There’s intense competition among Internet Service Providers in both the commercial and residential markets. Customer churn is an ongoing concern for them, because many customers have little loyalty to any particular provider. Service uptime is a key factor for business users, because even a few seconds of downtime can drastically impact daily business, whether that’s online gaming, financial services or network security. Even if downtime and internet disruption don’t cause a breach of service level agreements (SLAs), they negatively impact ISP brand reputation, customer trust, and revenue. Did you know that one of the biggest (if not the biggest), threats to uptime is Distributed Denial of Service (DDoS) attacks?

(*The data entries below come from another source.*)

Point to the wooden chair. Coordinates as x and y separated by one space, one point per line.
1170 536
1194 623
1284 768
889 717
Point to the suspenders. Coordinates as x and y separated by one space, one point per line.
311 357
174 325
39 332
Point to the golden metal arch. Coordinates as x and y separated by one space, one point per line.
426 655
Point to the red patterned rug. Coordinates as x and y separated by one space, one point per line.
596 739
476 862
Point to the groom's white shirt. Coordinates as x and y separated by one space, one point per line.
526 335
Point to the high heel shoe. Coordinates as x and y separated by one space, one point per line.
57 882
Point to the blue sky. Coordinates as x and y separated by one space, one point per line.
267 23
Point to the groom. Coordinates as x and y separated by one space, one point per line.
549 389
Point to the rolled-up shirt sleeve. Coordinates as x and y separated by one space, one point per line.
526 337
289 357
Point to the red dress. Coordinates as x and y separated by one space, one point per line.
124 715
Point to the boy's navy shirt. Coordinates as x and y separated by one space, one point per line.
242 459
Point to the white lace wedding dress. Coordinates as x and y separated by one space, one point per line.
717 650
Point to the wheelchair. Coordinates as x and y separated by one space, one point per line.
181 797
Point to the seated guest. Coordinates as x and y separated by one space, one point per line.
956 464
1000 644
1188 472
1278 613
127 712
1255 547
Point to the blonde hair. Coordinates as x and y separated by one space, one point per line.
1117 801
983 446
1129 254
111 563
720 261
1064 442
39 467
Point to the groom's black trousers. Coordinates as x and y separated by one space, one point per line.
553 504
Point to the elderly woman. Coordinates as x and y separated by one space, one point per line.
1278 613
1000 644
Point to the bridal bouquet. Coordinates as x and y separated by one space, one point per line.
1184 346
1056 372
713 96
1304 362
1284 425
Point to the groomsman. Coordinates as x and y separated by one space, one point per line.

The Value of Attack Visibility and Insights

Many organizations regard DDoS security as a cost center; however, ISPS are favorite targets for threat actors and it is essential for ISPs to protect their infrastructure, since their tenant customers rely on them to be fully functional. Many ISPs are taking the extra security step of offering DDoS protection as a service, so that customers can actually have visibility and insight into DDoS attack traffic affecting their network and gain actionable intelligence. Knowing the types of DDoS attacks that have been mitigated is not just a ‘nice to have’ – it makes good business sense to have the intelligence to be able to adjust DDoS mitigation rules that can block future attacks. Archived security event data enables forensic analysis of past threats for compliance reporting. By providing each customer/tenant the insights into the attack traffic that’s being stopped, ISPs can demonstrate immediate, tangible value to their customers.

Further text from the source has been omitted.